Professor Anna Vignoles from Cambridge University said Prof Ramchandani would take up his post in January, adding: "We already have a number of strands of research under way. Most of our focus is on pre-school play."
One of the studies they have begun involves using GPS technology to monitor how children play in the school playground.
"It enables us to observe movement and examine why children are clustering together. It is better than watching them because they will change what they do if there is an adult there observing them," Professor Vignoles told Sputnik.
She said there had been a great deal of research into children's education and how they do schoolwork but very little on how they play.
"We hope that the research we do will help identify ways by which intervention, in terms of play, can be used to help children from disadvantage backgrounds when they are struggling. Play is ubiquitous and we want to look at what play does for different children," Professor Vignoles said.

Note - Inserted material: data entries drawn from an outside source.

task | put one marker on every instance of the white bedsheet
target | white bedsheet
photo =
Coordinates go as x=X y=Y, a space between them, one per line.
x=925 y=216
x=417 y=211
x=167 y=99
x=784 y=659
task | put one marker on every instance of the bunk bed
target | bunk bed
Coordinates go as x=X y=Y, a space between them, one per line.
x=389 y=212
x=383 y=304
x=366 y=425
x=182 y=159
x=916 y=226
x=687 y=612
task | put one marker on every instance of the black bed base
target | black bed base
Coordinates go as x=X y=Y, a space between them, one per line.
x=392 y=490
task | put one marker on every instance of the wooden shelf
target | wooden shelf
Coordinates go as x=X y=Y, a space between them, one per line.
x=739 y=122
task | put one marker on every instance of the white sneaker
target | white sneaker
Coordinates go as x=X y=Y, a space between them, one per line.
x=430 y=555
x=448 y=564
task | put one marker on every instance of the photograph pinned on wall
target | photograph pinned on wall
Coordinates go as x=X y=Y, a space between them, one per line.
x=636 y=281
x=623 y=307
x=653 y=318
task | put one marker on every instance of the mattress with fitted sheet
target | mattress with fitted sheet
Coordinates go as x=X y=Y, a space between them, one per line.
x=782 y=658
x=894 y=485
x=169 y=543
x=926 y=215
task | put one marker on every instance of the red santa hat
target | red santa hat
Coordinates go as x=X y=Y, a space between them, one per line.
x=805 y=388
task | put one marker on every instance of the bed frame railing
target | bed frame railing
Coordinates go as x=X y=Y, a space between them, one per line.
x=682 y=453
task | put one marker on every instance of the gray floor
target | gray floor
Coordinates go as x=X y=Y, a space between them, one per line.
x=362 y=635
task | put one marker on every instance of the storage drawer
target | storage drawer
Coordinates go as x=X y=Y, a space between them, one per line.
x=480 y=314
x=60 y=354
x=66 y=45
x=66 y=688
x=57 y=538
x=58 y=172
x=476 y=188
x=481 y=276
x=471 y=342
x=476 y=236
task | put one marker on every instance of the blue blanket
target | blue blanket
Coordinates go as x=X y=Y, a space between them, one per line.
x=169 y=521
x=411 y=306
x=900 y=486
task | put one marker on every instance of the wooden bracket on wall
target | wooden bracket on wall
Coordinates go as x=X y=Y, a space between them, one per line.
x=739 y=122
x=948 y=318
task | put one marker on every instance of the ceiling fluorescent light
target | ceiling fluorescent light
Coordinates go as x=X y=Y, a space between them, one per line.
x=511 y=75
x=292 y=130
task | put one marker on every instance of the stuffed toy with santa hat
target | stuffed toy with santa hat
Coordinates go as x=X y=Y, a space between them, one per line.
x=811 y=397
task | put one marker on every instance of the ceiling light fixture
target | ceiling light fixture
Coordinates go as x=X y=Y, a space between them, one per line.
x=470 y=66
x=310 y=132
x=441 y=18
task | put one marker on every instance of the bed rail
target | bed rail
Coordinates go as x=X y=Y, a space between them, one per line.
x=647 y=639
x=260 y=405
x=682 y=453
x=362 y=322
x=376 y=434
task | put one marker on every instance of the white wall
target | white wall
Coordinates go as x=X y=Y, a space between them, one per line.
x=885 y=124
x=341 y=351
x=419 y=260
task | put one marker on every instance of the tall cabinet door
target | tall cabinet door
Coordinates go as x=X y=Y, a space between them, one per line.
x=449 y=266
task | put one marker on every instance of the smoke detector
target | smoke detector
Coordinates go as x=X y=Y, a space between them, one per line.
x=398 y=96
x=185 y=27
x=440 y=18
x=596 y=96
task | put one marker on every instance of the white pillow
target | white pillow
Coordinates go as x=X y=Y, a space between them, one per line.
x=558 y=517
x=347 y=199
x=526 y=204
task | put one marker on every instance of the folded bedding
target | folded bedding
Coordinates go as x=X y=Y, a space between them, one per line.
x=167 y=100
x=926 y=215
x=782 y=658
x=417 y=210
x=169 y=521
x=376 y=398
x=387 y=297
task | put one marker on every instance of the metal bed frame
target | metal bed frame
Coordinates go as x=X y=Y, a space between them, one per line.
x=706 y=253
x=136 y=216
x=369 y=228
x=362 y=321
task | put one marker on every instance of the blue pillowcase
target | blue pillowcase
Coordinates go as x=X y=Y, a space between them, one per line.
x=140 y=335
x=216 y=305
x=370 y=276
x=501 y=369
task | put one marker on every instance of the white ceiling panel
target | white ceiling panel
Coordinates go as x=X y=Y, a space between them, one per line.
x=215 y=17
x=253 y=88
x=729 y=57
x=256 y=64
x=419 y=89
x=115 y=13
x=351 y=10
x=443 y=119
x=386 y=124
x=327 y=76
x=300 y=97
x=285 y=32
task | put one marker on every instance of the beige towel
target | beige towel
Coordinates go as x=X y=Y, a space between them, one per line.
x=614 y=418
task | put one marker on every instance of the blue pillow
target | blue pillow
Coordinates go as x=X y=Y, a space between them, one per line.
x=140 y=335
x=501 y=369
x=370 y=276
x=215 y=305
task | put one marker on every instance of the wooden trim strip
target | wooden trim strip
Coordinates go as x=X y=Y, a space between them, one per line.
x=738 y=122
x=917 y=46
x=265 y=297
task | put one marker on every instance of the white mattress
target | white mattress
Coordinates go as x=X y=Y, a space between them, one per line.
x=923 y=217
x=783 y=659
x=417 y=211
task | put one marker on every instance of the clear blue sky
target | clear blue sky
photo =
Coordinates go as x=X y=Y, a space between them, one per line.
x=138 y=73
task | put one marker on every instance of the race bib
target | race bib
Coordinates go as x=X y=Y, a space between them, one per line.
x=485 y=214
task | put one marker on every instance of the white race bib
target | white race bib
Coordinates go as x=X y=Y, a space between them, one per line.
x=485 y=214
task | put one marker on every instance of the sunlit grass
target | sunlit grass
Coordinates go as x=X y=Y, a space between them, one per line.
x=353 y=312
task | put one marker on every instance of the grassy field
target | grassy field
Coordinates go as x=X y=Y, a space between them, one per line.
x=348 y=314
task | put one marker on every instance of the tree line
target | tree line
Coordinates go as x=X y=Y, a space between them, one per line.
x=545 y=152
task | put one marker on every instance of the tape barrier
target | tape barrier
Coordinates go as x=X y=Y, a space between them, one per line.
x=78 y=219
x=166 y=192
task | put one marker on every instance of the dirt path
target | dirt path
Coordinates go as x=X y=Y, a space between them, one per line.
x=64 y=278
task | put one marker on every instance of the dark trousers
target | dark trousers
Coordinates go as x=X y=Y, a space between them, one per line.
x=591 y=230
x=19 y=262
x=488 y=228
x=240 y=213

"We will be researching cognitive outcomes — how it improves their ability to read and do maths — and non-cognitive outcomes, like how it helps with self-confidence and social interaction.
"People often think of it in terms of work or play but at primary school you often find that playful approaches to learning are the best," she said.
Lego has grown into one of the biggest brands in the world and its plastic toy bricks are popular with adults too. Earlier this year a YouTube channel posted a video of a flying fruit bat, made out of Lego bricks.
Lego manufactures 120 million bricks a day at its factory in Billund, Denmark.
But Professor Vignoles said that although they had received funding from Lego it was ethically sound.
"Lego has not decided what is going to be researched and the choice of Professor Ramchandani has been made by the university. People have asked us if Lego is used in the research and the answer is no," she told Sputnik.
"I am delighted to be… working… on the challenge of finding the best evidence on where play fits in children's development and education and how that can be used to give children the best start in life," Professor Ramchandani said in a press statement.
"Everyone has an opinion about what role play should have in early education and there is some wonderful research, but there are also big gaps in our knowledge."
Bo Stjerne Thomsen, from the Lego Foundation said: "There is a great need for establishing play as a central arena for learning and development in the minds and actions of those influencing children's lives."
In February Russian software developer Dmitry Sokolov launched a rival plastic brick, called Fanclastic, which he claims to be more advanced and more flexible than Lego.